O guarda-redes Joan García brilhou no dérbi entre FC Barcelona e RCD Espanyol no Estádio RCDE, com defesas decisivas que mantiveram a sua equipa à tona até aos golos tardios de Dani Olmo e Robert Lewandowski. O Barça consolidou a liderança na LaLiga com a nona vitória consecutiva, superando um Espanyol expansivo frustrado mais uma vez em casa perante o rival. A exibição de García justificou a sua mudança de emblema, tornando-o herói dos Blaugranas e vilão para os adeptos dos Periquitos.
O dérbi barcelonense no Estádio RCDE foi dominado de início a fim por Joan García, o guarda-redes do FC Barcelona que negou as principais ocasiões ao Espanyol. Com seis defesas de destaque, García sustentou a sua equipa perante um rival vigoroso e expansivo treinado por Manalo González, que pressionou incessantemente recorrendo a lances de bola parada e transições rápidas. O Barça, sob Hansi Flick, geriu recursos pensando na Supercopa da Arábia Saudita, protegendo Pedri e Olmo recentemente lesionados, e utilizando Raphinha como terceiro médio diante de Fermín López.
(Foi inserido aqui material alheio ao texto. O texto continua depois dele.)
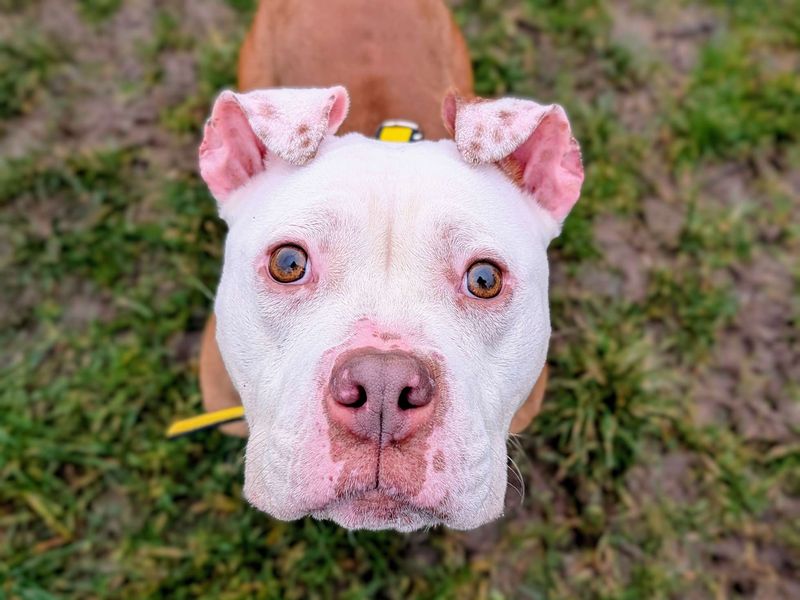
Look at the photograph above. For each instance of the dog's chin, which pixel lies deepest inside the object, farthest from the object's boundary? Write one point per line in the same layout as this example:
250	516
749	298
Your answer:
375	510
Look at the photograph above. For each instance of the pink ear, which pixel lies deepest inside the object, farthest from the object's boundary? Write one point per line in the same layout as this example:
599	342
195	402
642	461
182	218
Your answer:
245	129
533	141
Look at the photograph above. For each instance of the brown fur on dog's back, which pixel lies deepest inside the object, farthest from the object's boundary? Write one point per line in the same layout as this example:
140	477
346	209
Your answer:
397	58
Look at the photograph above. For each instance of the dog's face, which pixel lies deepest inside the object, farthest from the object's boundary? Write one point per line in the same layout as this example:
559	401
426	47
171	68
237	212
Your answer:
383	307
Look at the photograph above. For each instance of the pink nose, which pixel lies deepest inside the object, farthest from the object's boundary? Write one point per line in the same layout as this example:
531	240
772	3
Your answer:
381	396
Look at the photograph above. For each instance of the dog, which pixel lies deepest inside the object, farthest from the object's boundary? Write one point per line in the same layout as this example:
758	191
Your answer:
382	312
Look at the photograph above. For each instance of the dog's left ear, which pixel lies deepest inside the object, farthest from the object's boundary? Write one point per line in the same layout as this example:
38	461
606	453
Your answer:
531	142
246	131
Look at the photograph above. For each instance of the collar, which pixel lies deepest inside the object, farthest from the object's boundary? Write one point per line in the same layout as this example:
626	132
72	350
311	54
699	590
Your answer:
398	131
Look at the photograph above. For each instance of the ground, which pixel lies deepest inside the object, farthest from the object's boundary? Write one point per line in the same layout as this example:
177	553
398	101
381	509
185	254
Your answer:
666	462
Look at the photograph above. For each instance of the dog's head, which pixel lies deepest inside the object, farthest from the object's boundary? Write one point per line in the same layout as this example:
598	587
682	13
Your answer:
383	307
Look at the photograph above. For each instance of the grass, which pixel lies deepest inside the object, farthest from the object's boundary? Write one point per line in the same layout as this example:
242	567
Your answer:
644	477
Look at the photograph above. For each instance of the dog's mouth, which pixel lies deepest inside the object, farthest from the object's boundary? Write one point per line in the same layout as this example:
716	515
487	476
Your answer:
378	509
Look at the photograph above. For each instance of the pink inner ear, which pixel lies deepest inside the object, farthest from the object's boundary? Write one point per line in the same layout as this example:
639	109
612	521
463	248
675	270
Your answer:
551	158
531	142
246	131
231	153
341	103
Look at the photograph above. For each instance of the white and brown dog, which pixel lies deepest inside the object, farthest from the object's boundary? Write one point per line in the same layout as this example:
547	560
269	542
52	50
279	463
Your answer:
383	308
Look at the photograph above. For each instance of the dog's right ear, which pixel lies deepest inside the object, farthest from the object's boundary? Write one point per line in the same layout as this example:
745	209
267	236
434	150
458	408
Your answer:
246	131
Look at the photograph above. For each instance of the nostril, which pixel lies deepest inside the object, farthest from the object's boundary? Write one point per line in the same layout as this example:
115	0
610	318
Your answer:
404	401
362	398
355	399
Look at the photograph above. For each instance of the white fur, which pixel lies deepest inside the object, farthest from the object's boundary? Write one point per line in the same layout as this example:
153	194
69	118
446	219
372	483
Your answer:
382	194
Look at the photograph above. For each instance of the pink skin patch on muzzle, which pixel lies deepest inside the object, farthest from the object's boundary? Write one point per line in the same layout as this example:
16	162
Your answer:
385	404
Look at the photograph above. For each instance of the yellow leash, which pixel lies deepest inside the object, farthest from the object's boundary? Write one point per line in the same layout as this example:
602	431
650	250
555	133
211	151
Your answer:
205	421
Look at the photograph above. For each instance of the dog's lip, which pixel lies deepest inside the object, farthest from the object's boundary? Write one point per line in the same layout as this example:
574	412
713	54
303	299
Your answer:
377	503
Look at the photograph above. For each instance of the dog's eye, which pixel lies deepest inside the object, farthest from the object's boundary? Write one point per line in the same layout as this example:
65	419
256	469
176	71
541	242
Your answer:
288	264
484	280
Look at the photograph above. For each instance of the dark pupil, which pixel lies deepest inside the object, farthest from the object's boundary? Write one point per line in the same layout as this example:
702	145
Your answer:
289	260
484	277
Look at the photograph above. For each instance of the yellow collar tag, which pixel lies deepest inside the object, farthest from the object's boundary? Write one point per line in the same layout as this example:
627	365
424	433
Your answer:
399	131
205	421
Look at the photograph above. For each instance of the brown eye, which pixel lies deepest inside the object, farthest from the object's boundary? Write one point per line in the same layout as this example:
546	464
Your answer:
288	264
484	280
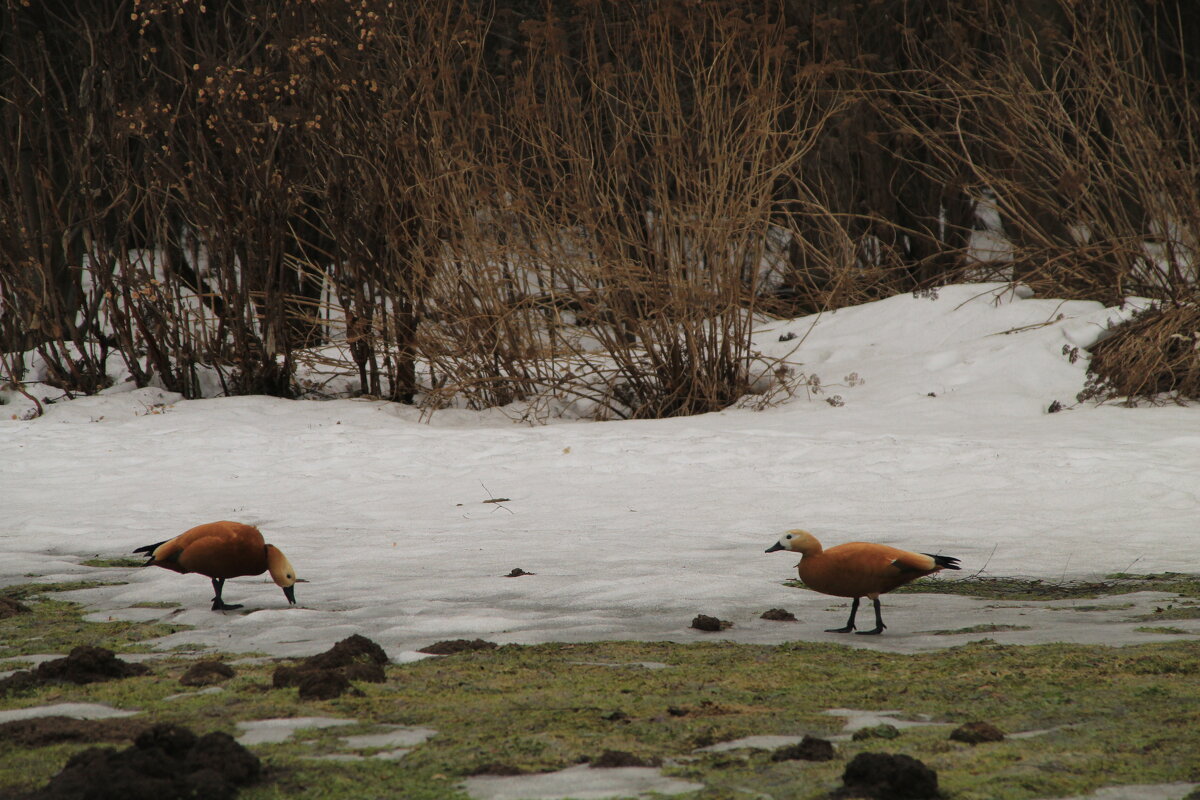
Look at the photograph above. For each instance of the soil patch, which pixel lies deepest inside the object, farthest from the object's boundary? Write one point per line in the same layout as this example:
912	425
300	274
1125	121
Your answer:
779	615
450	647
165	763
40	732
709	624
883	776
328	674
975	733
84	665
810	749
205	673
612	758
10	607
Na primeira parte, o ataque blaugrana foi rombo, só Lamine Yamal inquietava, sem remates enquadrados contra Dmitrović. Ao 20', Roberto escapou aos centrais, forçando uma defesa de García. Depois, repeliu de curta distância um cabeceamento de Pere Milla após cruzamento de Carlos Romero, atónito González. O Espanyol, impulsionado por cinco vitórias anteriores que alimentam sonhos europeus, criou chegadas seletivas mas encontrou a compostura do guardião.
Ao intervalo, Flick substituiu Marcus Rashford por Fermín, recuando Raphinha para a ala esquerda e dinamizando Lamine Yamal, que provocou um cabeceamento de Jules Koundé. O jogo virou duelo entre Joan García e o avançado Roberto, com o guarda-redes a vencer por três vezes. Depois entraram Olmo, Pedri e Lewandowski, e com quatro médios, o Barça fluiu: Fermín agitou, Olmo abriu o marcador com um toque subtil, e Lewandowski selou o triunfo no derradeiro lance.
García, nascido em Sallent e ausente do Cornellà-El Prat por razões de segurança, manteve o controlo emocional num estádio hostil, validando o oportunismo do Barcelona face ao desejo do Espanyol.